When we moved to our actual house there was a bathroom whose WC tank was all mended. Recently I decided to change the tank but the WC model was too old to find a replacement and to put a new WC was so expensive without including the tile work reposition to match with the new one. I disassembled the WC and brought the tank to a autobody repair shop who work with fiber glass resin.
Using the broken pieces as models they made a new tank and a new cover. My wife completed the job with her sewing skills.:wink::wink::wink::laugh2:


----------



## Cherryville Chuck (Sep 28, 2010)

That looks like a ladies only model Alexis. Beautiful job on the covers.


----------



## ksidwy (Jul 13, 2013)

Great Family job!
Sid


----------



## papasombre (Sep 22, 2011)

You are right, Charles.

That was my daugther´s room when she was single. Now, it will be for Sabrina.


----------



## RainMan 2.0 (May 6, 2014)

I find this totally amazing . If I brought my toilet tank to a local body shop it would be at bare minimum of $1000 to make a reproduction from fibreglass . Be much cheaper to spend 50 bucks on a completely new toilet .
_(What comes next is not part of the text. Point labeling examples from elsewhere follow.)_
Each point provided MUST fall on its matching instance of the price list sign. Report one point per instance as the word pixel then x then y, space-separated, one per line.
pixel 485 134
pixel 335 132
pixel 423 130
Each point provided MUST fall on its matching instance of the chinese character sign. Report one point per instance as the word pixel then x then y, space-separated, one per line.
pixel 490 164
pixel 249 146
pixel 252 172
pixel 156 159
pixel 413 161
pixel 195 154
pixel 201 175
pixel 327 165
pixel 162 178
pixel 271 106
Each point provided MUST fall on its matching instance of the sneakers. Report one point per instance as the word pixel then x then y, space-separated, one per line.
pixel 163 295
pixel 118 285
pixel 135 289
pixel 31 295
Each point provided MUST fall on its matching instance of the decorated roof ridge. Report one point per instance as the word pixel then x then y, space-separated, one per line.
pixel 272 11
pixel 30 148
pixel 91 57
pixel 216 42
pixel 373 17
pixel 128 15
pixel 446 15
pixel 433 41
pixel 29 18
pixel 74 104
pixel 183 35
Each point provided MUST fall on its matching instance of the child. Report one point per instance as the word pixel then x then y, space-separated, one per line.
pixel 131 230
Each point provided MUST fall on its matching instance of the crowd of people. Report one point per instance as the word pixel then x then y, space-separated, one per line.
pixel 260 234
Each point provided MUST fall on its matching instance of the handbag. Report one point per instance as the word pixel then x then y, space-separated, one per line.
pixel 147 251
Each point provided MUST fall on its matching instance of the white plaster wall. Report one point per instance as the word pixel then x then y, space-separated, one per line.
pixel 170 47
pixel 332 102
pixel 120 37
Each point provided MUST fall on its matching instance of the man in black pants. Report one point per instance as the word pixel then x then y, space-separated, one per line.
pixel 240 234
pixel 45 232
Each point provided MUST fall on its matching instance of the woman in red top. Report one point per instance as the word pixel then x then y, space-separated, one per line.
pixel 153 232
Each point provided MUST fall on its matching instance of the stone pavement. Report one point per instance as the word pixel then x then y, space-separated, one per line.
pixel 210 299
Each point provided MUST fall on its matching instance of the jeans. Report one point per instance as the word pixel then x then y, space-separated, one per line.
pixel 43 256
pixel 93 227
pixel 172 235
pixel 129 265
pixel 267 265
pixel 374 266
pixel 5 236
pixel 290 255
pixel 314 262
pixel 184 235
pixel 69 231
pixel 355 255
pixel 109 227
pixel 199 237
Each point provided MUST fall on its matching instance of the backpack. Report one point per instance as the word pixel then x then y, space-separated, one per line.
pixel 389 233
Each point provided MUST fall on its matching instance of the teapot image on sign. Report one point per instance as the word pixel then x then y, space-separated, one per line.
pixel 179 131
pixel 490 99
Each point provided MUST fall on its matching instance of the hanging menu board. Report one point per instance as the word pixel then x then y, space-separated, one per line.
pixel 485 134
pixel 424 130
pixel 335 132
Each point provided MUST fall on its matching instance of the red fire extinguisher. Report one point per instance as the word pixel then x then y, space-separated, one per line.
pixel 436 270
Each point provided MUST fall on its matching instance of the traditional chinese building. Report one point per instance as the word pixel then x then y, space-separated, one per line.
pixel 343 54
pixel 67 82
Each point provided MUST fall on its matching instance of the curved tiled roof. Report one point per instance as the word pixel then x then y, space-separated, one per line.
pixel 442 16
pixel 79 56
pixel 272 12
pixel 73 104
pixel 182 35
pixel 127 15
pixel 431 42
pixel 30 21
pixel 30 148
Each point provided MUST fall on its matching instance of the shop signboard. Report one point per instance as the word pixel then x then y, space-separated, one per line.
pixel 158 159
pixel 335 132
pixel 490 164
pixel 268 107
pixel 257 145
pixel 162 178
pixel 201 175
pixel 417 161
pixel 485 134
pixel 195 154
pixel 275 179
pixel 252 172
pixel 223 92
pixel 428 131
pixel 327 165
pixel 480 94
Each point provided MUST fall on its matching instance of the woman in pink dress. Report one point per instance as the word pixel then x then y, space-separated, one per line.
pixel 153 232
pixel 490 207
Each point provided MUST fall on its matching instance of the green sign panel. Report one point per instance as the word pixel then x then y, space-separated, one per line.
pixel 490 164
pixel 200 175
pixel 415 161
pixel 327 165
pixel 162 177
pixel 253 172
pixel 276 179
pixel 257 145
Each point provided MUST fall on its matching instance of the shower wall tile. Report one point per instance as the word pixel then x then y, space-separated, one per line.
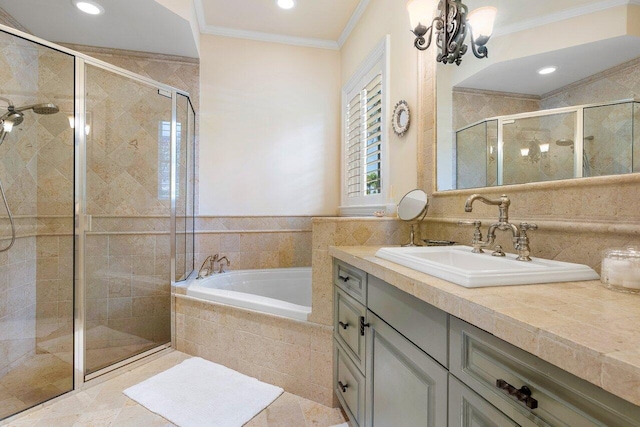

If you think I'm exaggerating , about 10 yeas ago we lowered some strand and it touched a cars roof leaving a 1" long scratch . That was a $500 bill


----------



## SusanneX16 (Nov 4, 2016)

You've used your skills the right way...


----------



## DaninVan (Jan 1, 2012)

Great result, Alexis.


----------



## JOAT (Apr 9, 2010)

I think putting the crack lines in there is hilarious.


----------